Telecom Valley is the term coined for the North San Francisco Bay Area Highway 101 corridor between Petaluma and Santa Rosa in Northern California.

It was derived from its South Bay Area cousin Silicon Valley. In 1969, Don Green, later nicknamed the "Father of Telecom Valley", founded Digital Telephone Systems (DTS) in San Rafael, CA. It is considered the original seed for Telecom Valley which developed farther north in Sonoma County driven by lower cost facilities and housing. Digital Telephone Systems was an early innovator in the Telecom Equipment arena developing a Digital loop carrier (DLC) and digital Private Branch Exchange systems. Bell Labs and Western Electric, the R&D and manufacturing arms of the original AT&T Bell System dominated the DLC markets with the SLC-96 and SLC series 5 systems prior to the 1984 Bell System divestiture. Digital Telephone Systems was purchased by Farinon Corporation which was subsequently acquired by Harris Corporation of Melbourne, Florida in 1980.

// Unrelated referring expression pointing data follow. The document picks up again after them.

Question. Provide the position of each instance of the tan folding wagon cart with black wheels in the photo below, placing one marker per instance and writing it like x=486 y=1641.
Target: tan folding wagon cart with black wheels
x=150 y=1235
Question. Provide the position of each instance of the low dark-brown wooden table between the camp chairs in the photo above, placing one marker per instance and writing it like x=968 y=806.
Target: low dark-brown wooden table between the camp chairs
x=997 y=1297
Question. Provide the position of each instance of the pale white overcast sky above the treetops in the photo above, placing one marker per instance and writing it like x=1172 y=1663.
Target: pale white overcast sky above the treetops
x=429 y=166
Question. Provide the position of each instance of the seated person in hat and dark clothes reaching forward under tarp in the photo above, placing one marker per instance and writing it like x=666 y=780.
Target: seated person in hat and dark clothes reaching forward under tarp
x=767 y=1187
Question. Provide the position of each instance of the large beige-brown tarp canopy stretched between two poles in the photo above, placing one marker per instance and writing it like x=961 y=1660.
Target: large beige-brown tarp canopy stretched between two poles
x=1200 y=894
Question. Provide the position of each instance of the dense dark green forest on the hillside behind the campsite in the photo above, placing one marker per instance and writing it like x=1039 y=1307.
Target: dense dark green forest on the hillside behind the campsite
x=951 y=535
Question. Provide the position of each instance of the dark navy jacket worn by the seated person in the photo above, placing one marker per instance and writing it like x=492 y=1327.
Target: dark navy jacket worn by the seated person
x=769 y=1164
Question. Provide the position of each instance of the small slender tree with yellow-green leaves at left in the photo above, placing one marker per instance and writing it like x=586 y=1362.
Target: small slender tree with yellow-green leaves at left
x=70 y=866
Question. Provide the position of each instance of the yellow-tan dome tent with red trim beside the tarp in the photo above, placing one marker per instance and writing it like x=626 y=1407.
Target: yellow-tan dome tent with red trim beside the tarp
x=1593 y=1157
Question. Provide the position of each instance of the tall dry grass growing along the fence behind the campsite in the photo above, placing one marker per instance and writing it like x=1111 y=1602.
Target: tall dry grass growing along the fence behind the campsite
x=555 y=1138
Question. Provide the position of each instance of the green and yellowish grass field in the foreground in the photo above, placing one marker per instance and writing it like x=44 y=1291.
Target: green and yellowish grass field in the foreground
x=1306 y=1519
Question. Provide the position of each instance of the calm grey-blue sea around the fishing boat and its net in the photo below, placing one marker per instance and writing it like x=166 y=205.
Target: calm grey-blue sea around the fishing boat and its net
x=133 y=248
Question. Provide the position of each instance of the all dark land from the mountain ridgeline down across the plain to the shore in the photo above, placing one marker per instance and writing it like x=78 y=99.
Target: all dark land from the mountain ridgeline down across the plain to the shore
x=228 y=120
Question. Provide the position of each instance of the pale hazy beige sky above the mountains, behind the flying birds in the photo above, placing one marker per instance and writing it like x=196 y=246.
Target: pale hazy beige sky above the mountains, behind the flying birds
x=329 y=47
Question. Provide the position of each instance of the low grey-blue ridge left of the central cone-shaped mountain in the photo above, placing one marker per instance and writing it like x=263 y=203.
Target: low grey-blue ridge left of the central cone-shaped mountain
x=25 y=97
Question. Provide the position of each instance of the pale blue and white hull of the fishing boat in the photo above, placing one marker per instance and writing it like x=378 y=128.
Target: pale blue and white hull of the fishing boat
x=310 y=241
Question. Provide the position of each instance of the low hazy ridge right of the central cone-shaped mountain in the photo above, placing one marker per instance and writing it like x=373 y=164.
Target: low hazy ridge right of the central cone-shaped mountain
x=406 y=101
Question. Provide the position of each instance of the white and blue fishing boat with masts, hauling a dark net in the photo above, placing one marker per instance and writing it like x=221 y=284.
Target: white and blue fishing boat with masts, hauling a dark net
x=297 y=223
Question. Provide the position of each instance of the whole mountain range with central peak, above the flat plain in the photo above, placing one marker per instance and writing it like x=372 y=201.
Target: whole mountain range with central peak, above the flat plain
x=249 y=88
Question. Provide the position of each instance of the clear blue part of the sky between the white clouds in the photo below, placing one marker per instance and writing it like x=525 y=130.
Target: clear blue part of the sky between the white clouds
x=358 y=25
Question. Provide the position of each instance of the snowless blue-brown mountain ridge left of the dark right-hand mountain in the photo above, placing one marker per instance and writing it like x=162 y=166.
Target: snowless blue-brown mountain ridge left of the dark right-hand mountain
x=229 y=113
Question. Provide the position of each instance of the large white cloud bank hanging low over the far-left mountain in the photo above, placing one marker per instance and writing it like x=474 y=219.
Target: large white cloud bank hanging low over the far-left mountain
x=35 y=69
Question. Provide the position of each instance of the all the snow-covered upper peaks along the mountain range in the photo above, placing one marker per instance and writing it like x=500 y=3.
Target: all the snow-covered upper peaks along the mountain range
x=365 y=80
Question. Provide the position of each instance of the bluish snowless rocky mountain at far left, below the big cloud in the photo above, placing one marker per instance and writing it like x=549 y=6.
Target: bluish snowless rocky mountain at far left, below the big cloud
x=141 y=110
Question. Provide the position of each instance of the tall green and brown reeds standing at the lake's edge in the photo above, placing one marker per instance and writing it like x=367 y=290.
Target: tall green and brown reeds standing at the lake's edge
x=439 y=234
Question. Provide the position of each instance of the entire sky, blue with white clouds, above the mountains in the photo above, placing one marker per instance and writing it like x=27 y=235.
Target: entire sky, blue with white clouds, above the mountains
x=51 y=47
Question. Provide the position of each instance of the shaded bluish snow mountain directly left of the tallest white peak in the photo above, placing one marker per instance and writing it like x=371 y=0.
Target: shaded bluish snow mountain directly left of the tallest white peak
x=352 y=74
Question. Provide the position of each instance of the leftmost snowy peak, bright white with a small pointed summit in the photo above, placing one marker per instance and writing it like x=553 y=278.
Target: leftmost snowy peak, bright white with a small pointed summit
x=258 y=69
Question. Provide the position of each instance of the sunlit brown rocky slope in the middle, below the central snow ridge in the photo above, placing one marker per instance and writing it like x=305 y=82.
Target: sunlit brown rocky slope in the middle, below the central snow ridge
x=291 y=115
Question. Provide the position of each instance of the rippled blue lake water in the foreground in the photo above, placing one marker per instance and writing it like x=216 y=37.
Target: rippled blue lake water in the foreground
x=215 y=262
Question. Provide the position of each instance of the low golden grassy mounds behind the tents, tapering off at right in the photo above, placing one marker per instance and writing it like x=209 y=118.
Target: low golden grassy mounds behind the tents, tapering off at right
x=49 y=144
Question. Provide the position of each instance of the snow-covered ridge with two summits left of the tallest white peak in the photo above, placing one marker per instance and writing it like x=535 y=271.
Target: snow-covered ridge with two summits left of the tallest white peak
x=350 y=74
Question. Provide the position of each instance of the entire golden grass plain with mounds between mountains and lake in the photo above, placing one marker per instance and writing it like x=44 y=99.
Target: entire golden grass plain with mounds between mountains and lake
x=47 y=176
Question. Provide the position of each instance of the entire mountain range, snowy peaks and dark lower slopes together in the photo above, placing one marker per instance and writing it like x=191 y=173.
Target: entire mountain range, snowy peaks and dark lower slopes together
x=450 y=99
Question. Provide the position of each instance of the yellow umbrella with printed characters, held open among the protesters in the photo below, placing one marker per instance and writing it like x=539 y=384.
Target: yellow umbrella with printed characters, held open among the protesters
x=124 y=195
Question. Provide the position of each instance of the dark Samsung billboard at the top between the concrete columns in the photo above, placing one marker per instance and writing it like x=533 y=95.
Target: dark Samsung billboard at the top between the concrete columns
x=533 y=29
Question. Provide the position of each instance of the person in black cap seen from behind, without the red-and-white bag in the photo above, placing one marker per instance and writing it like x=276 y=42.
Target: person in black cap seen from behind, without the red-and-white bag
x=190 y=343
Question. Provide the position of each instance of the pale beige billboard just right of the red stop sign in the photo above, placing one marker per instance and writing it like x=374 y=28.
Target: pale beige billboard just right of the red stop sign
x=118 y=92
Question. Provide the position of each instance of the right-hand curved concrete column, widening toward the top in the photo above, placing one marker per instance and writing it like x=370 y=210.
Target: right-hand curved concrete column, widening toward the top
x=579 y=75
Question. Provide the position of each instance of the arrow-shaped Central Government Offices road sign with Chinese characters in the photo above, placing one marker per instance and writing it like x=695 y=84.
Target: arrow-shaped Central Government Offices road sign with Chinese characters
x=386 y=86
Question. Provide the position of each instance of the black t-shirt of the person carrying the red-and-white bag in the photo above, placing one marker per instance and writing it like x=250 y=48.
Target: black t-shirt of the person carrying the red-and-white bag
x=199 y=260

Genesis - Prior to the founding of Optilink, Don Green was the CEO of Digital Telephone Systems (DTS) until July 1987. DTS had been acquired twice during Don’s tenure, first by Farinon and then again by Harris Corporation. Tom Eames was a principal engineer, manager and system architect at DTS in 1987. In early 1987, Don Green approached Tom and asked him if he would technically evaluate a startup opportunity that had been presented to Don by Venture Capitalist (VC) business associates. Two entrepreneurs had approached the VCs with a business opportunity with the Regional Bell Operating Companies (RBOC). The RBOCs had recently gone through divestiture from AT&T in 1984 and were looking at their future without Bell Labs. They had worked for Pacific Bell and a consulting company who Pacific Bell had hired to study their future strategy in the Access Network between the Central Office and customer premises. This consulting report had envisioned the future need for fiber in the Telco Access Network and described broadly an integrated and intelligent fiber terminal to replace the existing fiber multiplexing equipment and the Digital Loop Carrier (DLC). It further envisioned integration of work being done at Bellcore who was the RBOC’s new research group derived from Bell Labs. It suggested it must have dramatically enhanced integration, bandwidth, intelligence, standards compliance and performance. These entrepreneurs had made a very high level presentation of a system design to the VCs. Since it had been many years since Don was involved in system design, he asked Tom to meet with them for a presentation to evaluate their ideas at a hotel at the San Francisco Airport. Most of the presentation was slides taken from the consulting report reviewing the macro-opportunity followed by some simplistic architecture concept slides. Tom had just completed architecture and design work on the H20/20 Digital PABX. Both the market opportunity and a vision of the implementation seemed obvious in the H20/20 experience context. It was also clear the entrepreneurs had little system design experience. Tom returned from the meeting and reported to Don that this was an intriguing and fabulous opportunity and the DTS H20/20 team already had most of the expertise to realize the vision. Don returned this report to the VCs and Optilink was soon born.